Ross Wiener, policy director for The Education Trust, on allowing current AYP provisions to be applied retroactively
(Washington, D.C.) — ”Today, Senator Ted Kennedy and Congressman George Miller are introducing legislation to bring consistency to school accountability decisions by allowing the retroactive application of new rules adopted by the U.S. Department of Education. Allowing current AYP rules to be applied retroactively to school accountability determinations from 2002-03 would be both appropriate and beneficial.
“The rule changes adopted by the U.S. Department of Education represent important progress in the implementation of NCLB by addressing accountability for the achievement of limited-English proficient (LEP) students and students with disabilities, as well as participation-rate issues. These changes make AYP determinations more fair and accurate, while maintaining the rigor and focus on closing achievement gaps that are the cornerstones of AYP.
”It is hard to understand why it took the U.S. Department of Education so long to develop and implement these rules. It is even harder to understand why the Department refuses to allow their application to last year’s results.
”The Department’s refusal to allow retroactive application of the rules in all three areas – LEP, Special Education and participation rates – is especially confounding because it has already allowed retroactive application of the rules in one of those areas – Special Education.
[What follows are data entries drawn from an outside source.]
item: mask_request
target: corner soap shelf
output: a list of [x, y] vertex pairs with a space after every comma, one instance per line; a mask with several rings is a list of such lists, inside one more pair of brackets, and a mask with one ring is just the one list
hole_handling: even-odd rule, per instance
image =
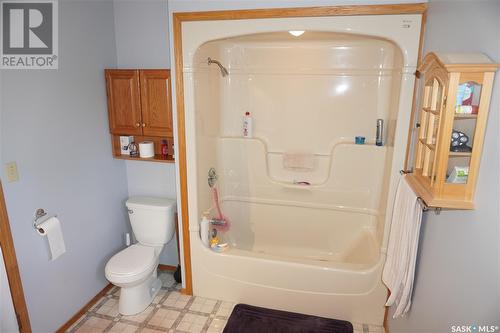
[[[355, 144], [352, 140], [347, 140], [346, 138], [339, 138], [334, 140], [334, 142], [328, 148], [328, 153], [311, 153], [315, 159], [315, 169], [312, 171], [296, 171], [285, 169], [281, 163], [283, 163], [283, 156], [286, 154], [282, 150], [270, 150], [269, 145], [266, 140], [253, 137], [244, 138], [240, 136], [221, 136], [218, 138], [221, 142], [227, 141], [230, 145], [244, 145], [245, 154], [251, 154], [251, 152], [258, 153], [258, 155], [263, 155], [265, 159], [262, 161], [265, 164], [266, 176], [267, 178], [276, 185], [282, 188], [298, 189], [298, 190], [312, 190], [314, 188], [320, 188], [331, 182], [333, 170], [333, 160], [336, 151], [340, 149], [339, 154], [345, 153], [346, 151], [351, 152], [348, 158], [351, 159], [351, 163], [355, 163], [356, 157], [353, 156], [355, 152], [358, 154], [379, 154], [380, 150], [386, 149], [386, 146], [377, 146], [374, 143], [366, 144]], [[349, 146], [342, 150], [342, 146]], [[231, 148], [235, 152], [241, 152], [242, 146], [240, 148]], [[359, 150], [361, 149], [361, 151]], [[358, 155], [359, 157], [359, 155]], [[259, 164], [255, 162], [256, 164]], [[281, 177], [276, 171], [281, 172]], [[283, 176], [283, 173], [285, 176]], [[311, 176], [314, 174], [314, 176]], [[309, 185], [297, 184], [296, 182], [308, 182]]]

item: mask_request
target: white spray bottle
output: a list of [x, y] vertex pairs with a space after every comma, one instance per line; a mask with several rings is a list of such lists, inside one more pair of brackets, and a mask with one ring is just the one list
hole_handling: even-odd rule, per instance
[[210, 247], [209, 246], [210, 242], [208, 240], [209, 230], [210, 230], [210, 221], [208, 220], [207, 215], [203, 214], [203, 217], [202, 217], [201, 222], [200, 222], [200, 238], [201, 238], [201, 242], [206, 247]]

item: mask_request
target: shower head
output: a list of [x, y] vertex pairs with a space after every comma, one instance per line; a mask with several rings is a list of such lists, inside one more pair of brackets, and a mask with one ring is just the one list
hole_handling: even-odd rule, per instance
[[219, 66], [220, 73], [221, 73], [222, 77], [226, 77], [226, 76], [228, 76], [228, 75], [229, 75], [229, 72], [227, 71], [226, 67], [222, 66], [222, 64], [221, 64], [219, 61], [217, 61], [217, 60], [215, 60], [215, 59], [212, 59], [212, 58], [208, 57], [208, 58], [207, 58], [207, 63], [208, 63], [209, 65], [211, 65], [211, 64], [216, 64], [217, 66]]

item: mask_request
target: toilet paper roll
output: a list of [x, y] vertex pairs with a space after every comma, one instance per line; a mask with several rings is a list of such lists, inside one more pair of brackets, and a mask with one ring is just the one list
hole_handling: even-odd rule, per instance
[[155, 144], [153, 141], [143, 141], [139, 143], [139, 156], [141, 158], [151, 158], [155, 156]]
[[61, 222], [57, 217], [50, 217], [42, 223], [38, 224], [37, 232], [41, 236], [47, 236], [50, 247], [50, 260], [56, 260], [64, 252], [66, 252], [66, 245], [61, 230]]

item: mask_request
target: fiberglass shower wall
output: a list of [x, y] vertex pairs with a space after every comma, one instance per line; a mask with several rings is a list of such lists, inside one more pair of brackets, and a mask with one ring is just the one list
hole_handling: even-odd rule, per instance
[[[222, 77], [208, 57], [230, 74]], [[200, 215], [212, 206], [206, 178], [215, 167], [226, 215], [240, 233], [255, 232], [252, 204], [285, 204], [369, 214], [375, 218], [365, 227], [380, 245], [403, 66], [394, 43], [333, 32], [260, 33], [205, 43], [193, 64]], [[247, 111], [252, 139], [242, 138]], [[383, 147], [374, 145], [378, 118]], [[355, 136], [367, 143], [355, 145]], [[285, 167], [290, 157], [308, 168]], [[314, 225], [293, 223], [304, 231]], [[240, 241], [251, 248], [252, 239]]]

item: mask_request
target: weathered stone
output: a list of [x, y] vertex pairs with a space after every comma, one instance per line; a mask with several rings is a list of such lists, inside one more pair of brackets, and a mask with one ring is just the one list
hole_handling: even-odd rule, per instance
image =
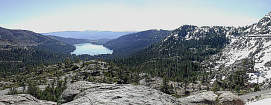
[[218, 96], [213, 91], [207, 91], [196, 95], [188, 96], [185, 98], [181, 98], [179, 99], [179, 101], [185, 103], [185, 105], [194, 105], [194, 104], [209, 105], [215, 104], [217, 97]]
[[0, 96], [0, 105], [56, 105], [56, 102], [38, 100], [29, 94]]
[[231, 92], [223, 92], [219, 95], [218, 100], [222, 105], [242, 105], [244, 103], [237, 95]]
[[229, 91], [213, 91], [203, 92], [180, 98], [182, 105], [244, 105], [244, 102]]
[[[72, 92], [75, 91], [75, 92]], [[79, 92], [82, 91], [82, 92]], [[69, 94], [67, 94], [69, 92]], [[72, 93], [72, 94], [71, 94]], [[176, 98], [158, 90], [130, 84], [103, 84], [79, 81], [67, 88], [73, 101], [63, 105], [178, 105]]]
[[86, 81], [78, 81], [75, 82], [73, 84], [70, 84], [67, 89], [62, 93], [62, 101], [63, 102], [68, 102], [73, 100], [73, 97], [75, 97], [75, 95], [79, 94], [80, 92], [82, 92], [83, 90], [86, 90], [88, 88], [93, 88], [96, 87], [98, 85], [91, 83], [91, 82], [86, 82]]

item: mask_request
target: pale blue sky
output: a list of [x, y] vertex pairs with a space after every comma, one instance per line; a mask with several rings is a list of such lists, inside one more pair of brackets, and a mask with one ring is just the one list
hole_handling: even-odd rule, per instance
[[0, 27], [35, 32], [249, 25], [271, 0], [0, 0]]

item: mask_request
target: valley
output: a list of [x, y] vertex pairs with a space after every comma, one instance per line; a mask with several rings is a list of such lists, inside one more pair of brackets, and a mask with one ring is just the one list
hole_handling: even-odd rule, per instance
[[[121, 8], [130, 8], [141, 2], [129, 6], [124, 4], [117, 10], [123, 11]], [[174, 8], [177, 7], [179, 4]], [[89, 7], [78, 9], [86, 9], [84, 11], [87, 12], [80, 11], [83, 14], [97, 15], [104, 8], [98, 8], [100, 12]], [[198, 20], [193, 20], [194, 15], [189, 17], [192, 23], [199, 24], [190, 25], [187, 22], [191, 21], [181, 22], [187, 17], [174, 20], [175, 14], [186, 14], [184, 11], [165, 10], [168, 11], [166, 14], [149, 15], [150, 12], [142, 10], [144, 16], [134, 15], [134, 12], [122, 15], [121, 12], [106, 11], [100, 17], [81, 16], [79, 12], [74, 14], [75, 11], [67, 12], [74, 15], [70, 17], [64, 15], [65, 12], [56, 11], [66, 17], [55, 17], [58, 20], [50, 22], [54, 15], [44, 17], [48, 18], [43, 20], [46, 28], [41, 28], [45, 31], [25, 30], [38, 30], [36, 27], [39, 25], [33, 23], [31, 27], [33, 25], [34, 28], [29, 24], [21, 25], [25, 29], [0, 27], [0, 105], [270, 103], [271, 12], [248, 25], [224, 26], [204, 25], [201, 18], [206, 17], [201, 12], [195, 15], [199, 15]], [[168, 15], [172, 13], [174, 16]], [[150, 21], [147, 16], [155, 18]], [[71, 17], [74, 20], [65, 22]], [[168, 20], [160, 20], [166, 17]], [[226, 18], [209, 19], [212, 20], [209, 22], [230, 22]], [[100, 19], [104, 20], [97, 21]], [[145, 19], [149, 21], [144, 23], [150, 25], [137, 24]], [[162, 24], [176, 26], [171, 19], [178, 24], [174, 29], [149, 28]], [[51, 26], [54, 23], [58, 24]], [[96, 26], [91, 26], [92, 23]], [[115, 31], [72, 31], [83, 30], [82, 27]], [[130, 30], [131, 27], [137, 31], [119, 31]]]

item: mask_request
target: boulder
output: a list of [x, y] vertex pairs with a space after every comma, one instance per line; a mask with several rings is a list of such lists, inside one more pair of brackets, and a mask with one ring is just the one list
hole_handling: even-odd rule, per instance
[[38, 100], [29, 94], [17, 94], [0, 96], [0, 105], [57, 105], [57, 103]]
[[185, 98], [180, 98], [179, 101], [184, 105], [213, 105], [216, 103], [218, 95], [213, 91], [202, 92], [196, 95], [191, 95]]
[[223, 92], [218, 97], [221, 105], [244, 105], [244, 102], [231, 92]]
[[175, 97], [158, 90], [131, 84], [104, 84], [79, 81], [68, 86], [62, 96], [63, 98], [72, 98], [72, 101], [66, 102], [63, 105], [180, 104]]
[[245, 105], [237, 95], [229, 91], [207, 91], [178, 100], [182, 105]]
[[83, 90], [86, 90], [88, 88], [94, 88], [97, 86], [99, 85], [91, 83], [91, 82], [87, 82], [87, 81], [78, 81], [78, 82], [72, 83], [67, 87], [67, 89], [63, 91], [61, 95], [61, 99], [62, 99], [61, 101], [62, 102], [71, 101], [73, 100], [75, 95], [79, 94]]

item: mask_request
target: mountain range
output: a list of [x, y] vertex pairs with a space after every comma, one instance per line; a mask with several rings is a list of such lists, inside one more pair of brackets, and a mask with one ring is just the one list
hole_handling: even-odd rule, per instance
[[64, 38], [64, 37], [59, 37], [59, 36], [51, 36], [51, 35], [46, 35], [52, 39], [74, 45], [74, 44], [81, 44], [81, 43], [97, 43], [95, 40], [89, 40], [89, 39], [75, 39], [75, 38]]
[[[70, 54], [73, 44], [100, 39], [110, 39], [103, 45], [114, 50], [112, 55], [95, 56], [106, 62], [82, 62], [78, 58], [72, 63], [73, 59], [66, 59], [77, 57]], [[44, 75], [57, 78], [70, 72], [64, 77], [72, 77], [71, 81], [144, 84], [177, 97], [202, 90], [245, 94], [271, 87], [271, 12], [244, 27], [183, 25], [172, 31], [44, 35], [0, 28], [0, 59], [1, 77], [15, 70], [27, 74], [38, 65], [38, 72], [33, 72], [44, 79], [44, 84], [51, 83]], [[107, 62], [110, 65], [105, 66]], [[57, 65], [44, 66], [49, 64]]]
[[75, 39], [116, 39], [120, 36], [127, 35], [134, 32], [113, 32], [113, 31], [61, 31], [61, 32], [50, 32], [42, 33], [43, 35], [59, 36], [64, 38], [75, 38]]
[[[68, 45], [62, 41], [58, 41], [51, 37], [47, 37], [27, 30], [11, 30], [0, 28], [0, 40], [1, 45], [5, 47], [42, 47], [44, 48], [44, 50], [50, 49], [56, 52], [63, 51], [65, 53], [70, 52], [74, 49], [72, 45]], [[62, 51], [60, 51], [60, 48], [62, 48]]]
[[186, 78], [186, 72], [199, 79], [201, 72], [209, 71], [213, 83], [242, 72], [244, 81], [266, 83], [271, 78], [270, 30], [271, 12], [244, 27], [183, 25], [121, 63], [175, 80]]

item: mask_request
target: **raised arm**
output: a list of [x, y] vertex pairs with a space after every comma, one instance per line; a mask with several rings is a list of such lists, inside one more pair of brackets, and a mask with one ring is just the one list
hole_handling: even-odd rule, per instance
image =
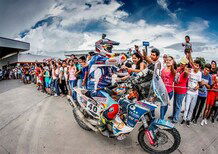
[[144, 59], [148, 64], [151, 64], [151, 63], [152, 63], [151, 58], [148, 57], [148, 55], [147, 55], [146, 49], [142, 49], [142, 56], [143, 56], [143, 59]]

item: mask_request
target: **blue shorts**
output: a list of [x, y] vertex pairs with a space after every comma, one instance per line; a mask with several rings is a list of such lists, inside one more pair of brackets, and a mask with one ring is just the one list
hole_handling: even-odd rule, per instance
[[50, 88], [50, 83], [49, 82], [45, 82], [45, 88]]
In a June 27, 2003 letter to chief state school officers, the Secretary of Education unequivocally allowed new rules for students with disabilities to apply retroactively to the 2002-03 school year. This makes the Departments current refusal to officially allow all three rules to be applied retroactively inexplicable. These mixed signals from the Department have caused confusion in the field and added to the push-back against NCLB.
”Allowing the current AYP rules to be applied retroactively would bring more consistency to the process and strengthen acceptance and public understanding of school accountability determinations. Because these are the rules by which schools will be evaluated this year and in the future, re-examining last years results would ensure consistency without compromising accountability standards.
”The U.S. Department of Education has often been criticized for overly legalistic interpretations and too-rigid enforcement of NCLB, and this time they deserve the criticism. The Department should not wait for this legislation to move through Congress - it should reverse course now.”
The Education Trust works for the high academic achievement of all students at all levels, kindergarten through college, and forever closing the achievement gaps that separate low-income students and students of color from other youth.